By Julia Munemo Photograph: Beth Mickalonis

“You can see the individual hairs in his beard,” a student says, using a magnifying glass to study a 17th-century portrait of Mughal Emperor Shah Jahan that’s displayed on the wall of the Williams College Museum of Art (WCMA). “Yeah, and also shadows on his face!” says another.

Associate Professor of History Aparna Kapadia steps closer to the painting for a better look, while Assistant Professor of Art History Murad Mumtaz nods his head. “Exactly,” Mumtaz says. “These miniature portraits were intended to be recognizable, almost like photographs of the emperor. Now look at the rest of the folio and see if you can figure out how it was constructed.”

The 10 students are gathered with Kapadia and Mumtaz in the Object Lab, a hybrid gallery-classroom where faculty collaborate with museum staff to select works of art that investigate key course concepts.

Kapadia first developed a course on the Mughal Empire several years ago. When Mumtaz joined the faculty in 2018, and the two discovered their shared interest in the Muslim dynasty that ruled northern India for nearly three centuries, they decided to co-teach the class, now called Emperors of Heaven and Earth: Mughal Power and Art in India. Among the course’s central questions are how the Mughals sustained their empire for so long, how they used art and politics to rule over diverse and largely non-Muslim populations, and how Mughal culture continues to shape the South Asian imagination today.

According to the course description, “Mughal kings were globally viewed as political innovators and unprecedented patrons of art. Their visual practices were as much a part of their imperial ideologies as their administrative and military measures.” The most well-known example is the Taj Mahal, a mausoleum in Agra built by order of the Emperor Shah Jahan, whose portrait now hangs at WCMA. No bigger than an illustration in a textbook, the portrait likely was part of an album filled with similar Indian miniature paintings.

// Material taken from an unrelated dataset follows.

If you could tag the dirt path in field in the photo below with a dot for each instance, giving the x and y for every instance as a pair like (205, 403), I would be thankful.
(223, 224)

“Indian miniature painting is known for its degree of formalism and stateliness,” says Mumtaz, who also studies Sufi devotional portraiture and is a practicing painter himself. “For the Mughals, the image was central to political self-fashioning, and the collection of Indian miniature paintings at WCMA provides an excellent resource for our students to see the connections between the art and the history we’re learning about in class.”

In her sections of the course, Kapadia covers the life of Shah Jahan and other Mughal emperors, as well as the political and ideological mechanisms at work during their rule. “We wanted to introduce students to a multifaceted picture of one of the greatest empires in precolonial world history,” says Kapadia, whose research interests include the cultural and literary history of premodern and modern South Asia, as well as Indian regional traditions and the Indian Ocean.
Adds Mumtaz: “Another goal was to familiarize students with a wide range of visual and written primary sources and to help them develop a vocabulary for ‘reading’ those.”

Back in the Object Lab, Mumtaz smiles when the students compare the border around the portrait of Shah Jahan to a collage. “We can see how the folio page was constructed, with sections of the border glued together,” he says. “We can’t know where those border pieces originally come from, but they were likely created as we see them now after Shah Jahan’s lifetime.”

The professors riff off of one another, which helps the material come alive for students. “I can really tell that they’re both invested in learning from one another,” one student remarks to another as the session wraps up.

Collaboration across both academic divisions and disciplines is rare at Williams, but Mumtaz points out that such distinctions didn’t exist for the Mughals. “History was visual, and visuals were historical,” he says. “The segmentation of today is a very modern, Western thing, and now we are able to break out of that and see things as they were originally meant to be seen.”